市で初の国際交流員として鎌倉市役所に勤める ネーム エレンさん 24歳
文化伝え日仏の架け橋に
○…「フランスと鎌倉の交流がさらに深まるよう頑張りたい」。今月、市で初となる「国際交流員」として任用された。任期は2021年8月までの3年間。東京五輪に向け、市内で事前キャンプを予定しているフランスのセーリング選手団の通訳のほか、市民との交流事業にも携わる。

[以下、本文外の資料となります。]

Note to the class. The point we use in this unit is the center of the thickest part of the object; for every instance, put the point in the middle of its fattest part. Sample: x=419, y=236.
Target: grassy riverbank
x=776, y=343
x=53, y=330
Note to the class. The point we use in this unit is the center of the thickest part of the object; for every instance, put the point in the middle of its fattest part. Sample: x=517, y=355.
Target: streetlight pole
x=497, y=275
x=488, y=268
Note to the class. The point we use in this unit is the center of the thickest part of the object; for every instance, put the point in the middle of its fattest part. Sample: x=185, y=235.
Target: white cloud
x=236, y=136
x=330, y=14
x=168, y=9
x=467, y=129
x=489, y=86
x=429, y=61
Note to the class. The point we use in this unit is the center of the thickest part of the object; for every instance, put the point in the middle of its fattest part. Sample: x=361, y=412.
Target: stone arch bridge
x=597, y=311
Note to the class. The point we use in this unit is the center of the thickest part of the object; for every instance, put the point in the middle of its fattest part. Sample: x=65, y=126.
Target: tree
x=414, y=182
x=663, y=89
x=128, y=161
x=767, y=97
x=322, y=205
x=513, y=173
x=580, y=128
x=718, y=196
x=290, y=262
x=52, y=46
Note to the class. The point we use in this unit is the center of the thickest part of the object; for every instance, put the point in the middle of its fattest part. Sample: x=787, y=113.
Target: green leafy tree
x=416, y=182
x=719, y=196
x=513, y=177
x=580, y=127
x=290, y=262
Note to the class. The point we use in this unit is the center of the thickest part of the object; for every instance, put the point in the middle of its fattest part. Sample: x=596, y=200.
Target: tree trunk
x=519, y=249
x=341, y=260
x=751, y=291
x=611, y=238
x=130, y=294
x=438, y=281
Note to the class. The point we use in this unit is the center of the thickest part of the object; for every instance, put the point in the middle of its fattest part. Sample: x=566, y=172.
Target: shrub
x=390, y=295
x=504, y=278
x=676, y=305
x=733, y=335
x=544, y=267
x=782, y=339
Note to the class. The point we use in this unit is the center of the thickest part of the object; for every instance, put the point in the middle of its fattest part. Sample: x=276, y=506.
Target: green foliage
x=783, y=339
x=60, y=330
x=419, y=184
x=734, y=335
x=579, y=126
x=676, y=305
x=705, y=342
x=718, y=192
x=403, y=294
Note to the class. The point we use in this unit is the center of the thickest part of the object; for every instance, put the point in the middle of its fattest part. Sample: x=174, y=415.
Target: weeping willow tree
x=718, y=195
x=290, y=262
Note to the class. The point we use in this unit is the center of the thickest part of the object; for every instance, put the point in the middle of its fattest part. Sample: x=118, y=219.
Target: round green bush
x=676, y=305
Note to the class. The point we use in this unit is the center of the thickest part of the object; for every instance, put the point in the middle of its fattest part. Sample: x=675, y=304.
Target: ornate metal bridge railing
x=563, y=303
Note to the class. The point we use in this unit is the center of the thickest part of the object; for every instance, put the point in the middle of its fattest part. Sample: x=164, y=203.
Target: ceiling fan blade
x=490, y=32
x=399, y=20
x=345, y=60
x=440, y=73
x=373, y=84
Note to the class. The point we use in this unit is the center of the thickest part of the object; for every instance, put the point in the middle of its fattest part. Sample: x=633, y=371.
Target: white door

○…母が日本人、父がフランス人の家庭に生まれ、南仏・トゥールーズで育つ。幼いころから、祖父母の住む島根県など日本を度々訪れてきた。国際関係学を学んでいた大学時代には「日本語を本格的に身に付けたい」と1年間、同志社大学に留学。「フランスでは自分の主張をはっきりと伝えることを若いうちから教えられるのに対して、日本では調和や空気を読むことを大切にする」と両国の文化の違いを肌で感じた。
○…大学卒業後、フランスのNPOでのインターンシップに参加し、東南アジアのラオスへ。半年間、現地に滞在しながら衛生改善プロジェクトなどに尽力した。「ラオスの人たちと交流を深めるうちに、人の役に立つ国際協力や交流活動に一層興味が強くなった」。その後、日本での留学時代に知った「JETプログラム」(自治体国際化協会が実施する海外の若者を対象とした事業)に応募。面接など厳しい選考を経て、国際交流員としての任用が決まった。
○…来日から約1カ月。「自然が豊かなところが鎌倉の魅力。海が大好きなので、鎌倉の海岸にも行ってみたい」と目を輝かせる。普段は美術館巡りが趣味で、特にモネの作品がお気に入り。「印象派の作品には浮世絵など日本の絵画から影響を受けたものも多い。芸術など長い歴史の中で培われた文化とともに、日仏のつながりについても多くの人に伝えられたら」と意気込んだ。